Samsung introduced a new privacy display feature on its latest Galaxy S26 Ultra that limits what people can see when they look at your phone from the side, and naturally, many iPhone users now want to know if they can get a similar privacy display iPhone setup without buying extra accessories. While Apple has not built a hardware-based privacy screen into the iPhone, you can create a similar effect using a few accessibility settings that reduce side visibility, especially for notifications on the lock screen.
On the Galaxy S26 Ultra, the privacy display keeps the screen clear when you look at it straight on but makes it difficult to read from an angle, and it also allows users to enable the feature for specific apps, passwords, or just notifications. That level of control comes from hardware and software working together, which Apple does not currently offer on the iPhone.
According to Samsung’s official announcement during the Galaxy S26 Ultra launch, the feature relies on new display technology built into the panel itself, which explains why the effect looks more polished compared to software tweaks on other devices.
How to Set Up a Privacy Display Effect on iPhone
You can still reduce notification visibility on iPhone by adjusting brightness behavior and white intensity. Follow these steps:
- Open Settings on your iPhone.
- Tap Accessibility.
- Select Display & Text Size.
- Scroll down and turn off Auto-Brightness.
- Enable Reduce White Point.
- Increase the Reduce White Point level to around 90 to 100 percent.
Since notification text appears in white, increasing Reduce White Point lowers the intensity of white elements, which makes notifications harder to read from side angles while remaining readable when you look directly at the screen.
If your iPhone has an Action Button, you can assign Reduce White Point to it for quick access.

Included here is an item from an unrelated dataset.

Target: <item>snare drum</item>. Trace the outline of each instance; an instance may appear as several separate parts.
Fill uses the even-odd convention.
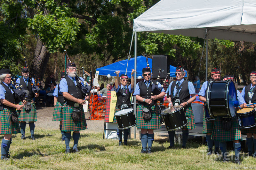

Go to Settings, tap Action Button, swipe to Accessibility, and choose Reduce White Point under Vision. After that, press the Action Button to toggle the effect on or off instantly.
This setup does not match Samsung’s hardware privacy display, but it gives you more control over how visible your notifications appear in public spaces like airplanes, trains, or coffee shops. Until Apple adds a true privacy display iPhone feature at the hardware level, this remains the closest practical solution built into iOS.